Паола могла быть радостной и непринужденной, женственно-нежной и мальчишески-задорной, готовой на всякую шалость; но гордость жила в ней всегда – трепетная, неистребимая, неискоренимая гордость, она как бы лежала в основе всего ее существа. Паола была демократкой, открытой, искренней и честной женщиной, прямой, без предрассудков, и ни в каком случае не безвольной игрушкой. Минутами в ней точно вспыхивало что-то подобное блеску стали – драгоценной, чудесной стали. Она производила впечатление силы, но в ее самых изощренных и сдержанных формах! И он связывал образ Паолы с представлением о серебряной струне, о тонкой дорогой коже, о шелковистой сетке из девичьих волос, какие плетут на Маркизских островах, о перламутровой раковине или наконечнике из слоновой кости на дротиках эскимосов.
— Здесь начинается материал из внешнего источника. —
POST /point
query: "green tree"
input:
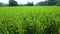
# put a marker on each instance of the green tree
(12, 3)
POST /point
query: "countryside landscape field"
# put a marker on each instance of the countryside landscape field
(30, 20)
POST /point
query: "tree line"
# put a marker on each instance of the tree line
(43, 3)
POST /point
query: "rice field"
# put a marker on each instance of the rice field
(30, 20)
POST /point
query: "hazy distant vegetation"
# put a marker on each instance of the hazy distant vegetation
(43, 3)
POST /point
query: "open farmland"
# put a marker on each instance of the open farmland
(30, 20)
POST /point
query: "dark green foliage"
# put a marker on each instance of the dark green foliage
(13, 3)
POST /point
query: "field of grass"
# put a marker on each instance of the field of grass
(30, 20)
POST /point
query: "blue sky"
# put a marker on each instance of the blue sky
(23, 1)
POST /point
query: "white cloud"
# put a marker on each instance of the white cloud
(23, 1)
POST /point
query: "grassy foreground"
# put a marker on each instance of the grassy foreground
(30, 20)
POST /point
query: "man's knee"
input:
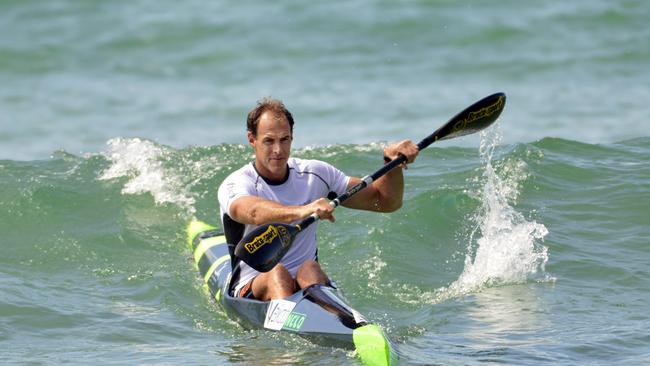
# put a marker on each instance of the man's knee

– Хорошо, Аарон, – донесся сквозь общий говор голос Дика с другого конца стола. – Вот кое-что специально для вас, поразмыслите-ка. Филипп Брукс говорит: «Истинно великий человек всегда в какой-то мере чувствует, что его жизнь принадлежит его народу и что все данное ему богом дано не только ему, но через него всему человечеству».
– С каких это пор вы верите в бога? – отозвался с добродушной насмешкой тот, кого Форрест назвал Аароном. Это был стройный, узколицый, смуглый человек с блестящими глазами и черной, как уголь, длинной бородой.
– Не знаю, хоть убейте, – отозвался Дик. – Все равно, берите мои слова иносказательно, называйте это, как хотите, – Моралью, Добром, Эволюцией.